De acordo com o documento, o sul da Ásia reduziu significativamente o índice de má nutrição, mas não conseguiu manter o progresso acelerado.

As principais razões são a desigualdade social e educacional, além da exclusão social sofrida pelas mulheres.
Já os países localizados no sudeste asiático e ao sul do deserto do Saara apresentam as piores situações.

O panorama no Saara é considerado frágil, ainda assim está melhor do que nos anos 90 – período em que a região sofreu com as guerras civis, desestabilizando a economia. Além disso, houve avanços na luta contra a AIDS e redução dos casos de malária.

Desde 1990, 27 países saíram das categorias "extremamente alarmante" e "alarmante", sendo apontados os dez principais países em termos de melhoria: Angola, Bangladesh, Camboja, Etiópia, Gana, Malawi, Níger, Ruanda, Tailândia e Vietnã.

Os níveis de fome ainda são "alarmantes" ou "extremamente alarmantes" em 19 países. Burundi, Comores e Eritreia são países inclusos na categoria “extremamente alarmante”.
Já a lista dos que estão em situação "alarmante" inclui Timor Leste, Sudão, Chade, Iêmen, Etiópia, Madagascar, Zâmbia, Haiti, República Centro-Africana, Serra Leoa, Burkina Faso, Moçambique, Índia, Tanzânia, República do Congo e Níger.

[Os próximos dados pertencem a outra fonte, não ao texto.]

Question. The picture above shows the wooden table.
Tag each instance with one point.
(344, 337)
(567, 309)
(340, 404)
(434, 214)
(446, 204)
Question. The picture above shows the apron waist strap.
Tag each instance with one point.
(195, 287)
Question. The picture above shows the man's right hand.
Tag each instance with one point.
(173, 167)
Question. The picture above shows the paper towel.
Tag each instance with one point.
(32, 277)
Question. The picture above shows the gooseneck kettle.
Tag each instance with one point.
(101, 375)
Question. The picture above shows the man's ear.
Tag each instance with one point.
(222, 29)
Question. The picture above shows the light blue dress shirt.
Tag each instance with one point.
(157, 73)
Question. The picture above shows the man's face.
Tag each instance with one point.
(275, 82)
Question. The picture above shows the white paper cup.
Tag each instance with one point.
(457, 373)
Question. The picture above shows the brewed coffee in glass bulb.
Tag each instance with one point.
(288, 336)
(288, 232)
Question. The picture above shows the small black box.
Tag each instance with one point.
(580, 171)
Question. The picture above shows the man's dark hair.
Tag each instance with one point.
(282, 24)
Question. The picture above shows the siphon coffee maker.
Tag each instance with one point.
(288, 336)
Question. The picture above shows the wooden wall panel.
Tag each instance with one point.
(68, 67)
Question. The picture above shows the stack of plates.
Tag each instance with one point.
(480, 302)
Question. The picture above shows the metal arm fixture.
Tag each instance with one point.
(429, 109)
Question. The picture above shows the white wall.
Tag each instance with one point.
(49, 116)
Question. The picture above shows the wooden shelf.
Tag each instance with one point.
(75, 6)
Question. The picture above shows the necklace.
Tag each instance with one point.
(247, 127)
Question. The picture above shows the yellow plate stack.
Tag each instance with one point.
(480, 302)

O Índice Global da Fome é uma ferramenta concebida para medir e acompanhar as consequências da má distribuição de alimentos no mundo.
Os pesquisadores esperam desencadear ações para amenizar a triste situação, por isso, além de divulgar o relatório com gráficos e análises detalhadas, ainda sugere 16 recomendações políticas para reduzir a desigualdade.